La cassetta di cottura come leva di sostenibilità: a Firenze confronto su cucina, comunità e turismo

cassetta di cottura

Può un oggetto semplice, legato alla tradizione domestica, diventare uno strumento di trasformazione sociale e ambientale. È da questa domanda che ha preso forma la tavola rotonda “Cucinare il futuro: quando la sostenibilità parte dalla cucina”, ospitata a Firenze negli spazi di Villa Fabbricotti, sede di Toscana Promozione Turistica.

Al centro dell’incontro, la cassetta di cottura. Un utensile antico, basato sul principio dell’inerzia termica, che consente di portare il cibo a ebollizione, spegnere il fornello e completare la cottura lentamente grazie all’isolamento naturale. Un gesto minimo, solo in apparenza, che diventa occasione per riflettere su riduzione dei consumi energetici, lotta allo spreco, gestione del tempo e costruzione di relazioni comunitarie.

L’iniziativa è stata promossa da Slow Food Toscana e dalla cooperativa di comunità Filo&Fibra, in collaborazione con Vetrina Toscana, progetto della Regione Toscana dedicato alla valorizzazione del turismo enogastronomico. La cassetta di cottura è stata raccontata come un vero e proprio paradigma di economia circolare: riduce drasticamente i consumi energetici, limita l’uso di acqua, abbatte le emissioni di CO₂ e restituisce tempo a chi cucina, sottraendolo alla sorveglianza continua dei fornelli.

La dimensione ambientale è stata supportata da dati scientifici. Benedetto Rugani, ricercatore dell’CNR – Istituto di Ricerca sugli Ecosistemi Terrestri, ha presentato uno studio di Life Cycle Assessment che evidenzia come l’utilizzo della cassetta consenta di evitare tra il 66% e l’86% dell’impatto ambientale, a seconda dell’indicatore considerato. In termini concreti, l’uso regolare permette di risparmiare in media 80 minuti per la preparazione di un singolo piatto, circa 38 cl di acqua a pasto per quattro persone e fino a 19 kg di CO₂ equivalente all’anno, cucinando dieci volte al mese senza fornello a gas.

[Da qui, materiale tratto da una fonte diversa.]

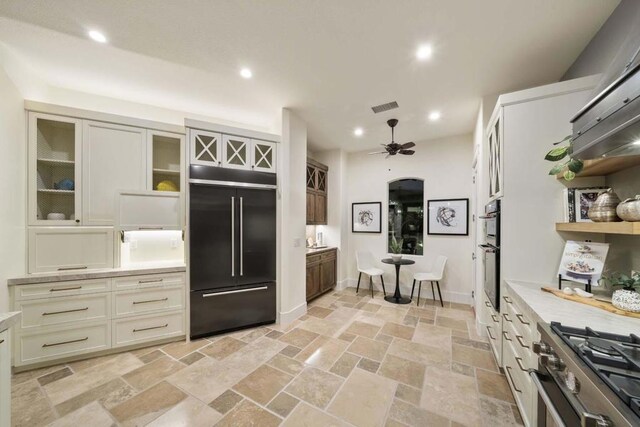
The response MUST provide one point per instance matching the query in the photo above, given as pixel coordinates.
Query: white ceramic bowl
(56, 216)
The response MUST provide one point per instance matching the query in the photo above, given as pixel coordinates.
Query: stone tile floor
(352, 360)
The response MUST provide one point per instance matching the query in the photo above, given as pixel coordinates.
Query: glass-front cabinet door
(263, 156)
(236, 152)
(206, 148)
(54, 169)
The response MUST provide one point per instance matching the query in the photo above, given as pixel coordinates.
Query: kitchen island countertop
(547, 308)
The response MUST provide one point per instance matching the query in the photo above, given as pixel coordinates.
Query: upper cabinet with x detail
(234, 152)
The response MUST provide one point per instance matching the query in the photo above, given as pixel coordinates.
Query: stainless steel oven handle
(215, 294)
(551, 410)
(233, 229)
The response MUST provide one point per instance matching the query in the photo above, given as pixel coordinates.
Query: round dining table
(397, 298)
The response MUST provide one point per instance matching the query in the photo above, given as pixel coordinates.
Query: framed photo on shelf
(583, 199)
(448, 217)
(366, 217)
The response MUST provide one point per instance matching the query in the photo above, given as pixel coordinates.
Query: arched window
(406, 215)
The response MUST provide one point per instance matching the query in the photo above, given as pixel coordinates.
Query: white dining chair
(435, 275)
(367, 264)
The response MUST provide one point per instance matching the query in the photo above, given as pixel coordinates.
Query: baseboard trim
(286, 317)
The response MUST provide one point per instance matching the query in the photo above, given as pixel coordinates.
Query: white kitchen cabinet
(114, 159)
(165, 154)
(54, 169)
(263, 155)
(205, 148)
(5, 380)
(70, 248)
(236, 152)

Un’attenzione particolare è stata dedicata ai materiali. La lana sucida locale, rifiuto speciale dell’allevamento ovino, viene recuperata e restituita a nuova funzione insieme al feltro rigenerato dai lanaioli di Prato. Ogni componente della cassetta è pensato per essere smontato, riutilizzato e reimmesso nel ciclo produttivo a fine vita, senza generare rifiuti. Non riciclo, ma rigenerazione.

Durante il confronto, Francesco Tapinassi, direttore di Toscana Promozione Turistica, ha sottolineato come la cassetta di cottura risponda alle esigenze di un turismo responsabile e a contatto con la natura, risultando particolarmente adatta ai contesti outdoor e coerente con i valori di sostenibilità ambientale, economica e culturale promossi da Vetrina Toscana.

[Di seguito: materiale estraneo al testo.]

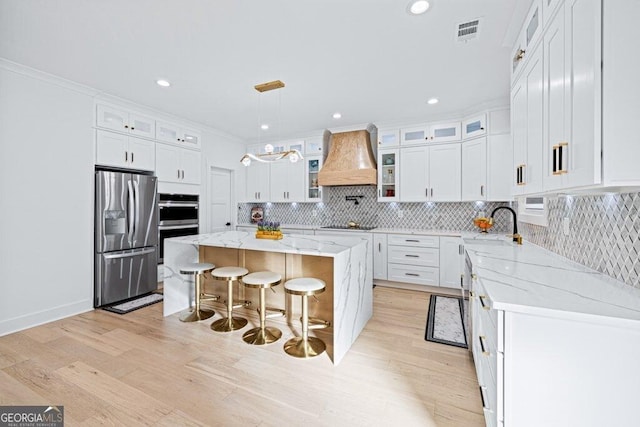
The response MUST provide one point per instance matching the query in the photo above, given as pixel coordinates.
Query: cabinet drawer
(413, 274)
(409, 240)
(427, 257)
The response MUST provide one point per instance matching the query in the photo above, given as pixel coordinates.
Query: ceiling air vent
(467, 30)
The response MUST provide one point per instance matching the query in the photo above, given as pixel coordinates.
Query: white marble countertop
(533, 280)
(328, 246)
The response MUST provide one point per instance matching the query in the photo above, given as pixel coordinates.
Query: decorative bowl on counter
(483, 223)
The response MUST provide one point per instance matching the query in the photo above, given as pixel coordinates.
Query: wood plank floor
(143, 369)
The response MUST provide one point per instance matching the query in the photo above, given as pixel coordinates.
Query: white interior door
(220, 214)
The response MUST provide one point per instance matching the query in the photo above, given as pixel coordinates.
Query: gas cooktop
(346, 227)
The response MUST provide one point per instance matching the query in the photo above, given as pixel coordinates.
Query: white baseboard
(9, 326)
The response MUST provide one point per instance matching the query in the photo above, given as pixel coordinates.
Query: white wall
(46, 199)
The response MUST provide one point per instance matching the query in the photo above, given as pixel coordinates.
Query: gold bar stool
(230, 323)
(198, 269)
(305, 346)
(263, 334)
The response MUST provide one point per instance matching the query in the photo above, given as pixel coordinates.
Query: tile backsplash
(604, 233)
(337, 211)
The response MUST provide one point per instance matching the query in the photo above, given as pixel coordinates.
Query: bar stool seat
(306, 346)
(230, 323)
(198, 313)
(261, 335)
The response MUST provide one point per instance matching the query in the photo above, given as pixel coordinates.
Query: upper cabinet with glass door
(526, 41)
(388, 138)
(179, 135)
(474, 126)
(121, 120)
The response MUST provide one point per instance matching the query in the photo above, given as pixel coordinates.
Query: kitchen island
(343, 263)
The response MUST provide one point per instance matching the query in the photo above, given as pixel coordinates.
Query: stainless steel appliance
(178, 217)
(126, 236)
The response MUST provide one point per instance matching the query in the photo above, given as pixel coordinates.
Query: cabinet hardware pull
(485, 306)
(481, 338)
(484, 401)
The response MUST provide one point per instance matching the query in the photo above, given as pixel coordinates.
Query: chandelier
(269, 156)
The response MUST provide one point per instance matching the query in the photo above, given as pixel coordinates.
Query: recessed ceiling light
(418, 7)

Barbara Nappini, presidente di Slow Food Italia, ha evidenziato il valore culturale dello strumento e il suo legame con la resilienza dei sistemi agroalimentari locali, richiamando l’importanza dei piccoli gesti quotidiani come atti di cura verso il cibo, l’ambiente e le comunità. Un approccio condiviso anche da Barbara Sidoti, esperta di inclusione sociale, che ha ribadito come non possa esistere sostenibilità ambientale senza sostenibilità sociale, in un equilibrio che tiene insieme energia, lavoro, salute e relazioni.

Il ruolo educativo è stato al centro dell’intervento di Sara Selmi, formatrice con esperienza nella media education, che ha raccontato i percorsi didattici sviluppati intorno alla cassetta di cottura come strumento concreto per comprendere la sostenibilità. Leonardo Torrini, referente dell’Alleanza dei Cuochi di Slow Food Toscana, ha invece richiamato la responsabilità dei cuochi nella tutela della biodiversità, del paesaggio e dei mestieri agricoli.

A chiudere il cerchio, l’intervento di Gloria Lucchesi, presidente della cooperativa di comunità Filo&Fibra, che ha messo in luce il potenziale trasformativo dei progetti comunitari. Soluzioni semplici, apparentemente marginali, capaci però di generare valore civile e sociale e di trasformare una pratica domestica in una leva di cambiamento collettivo.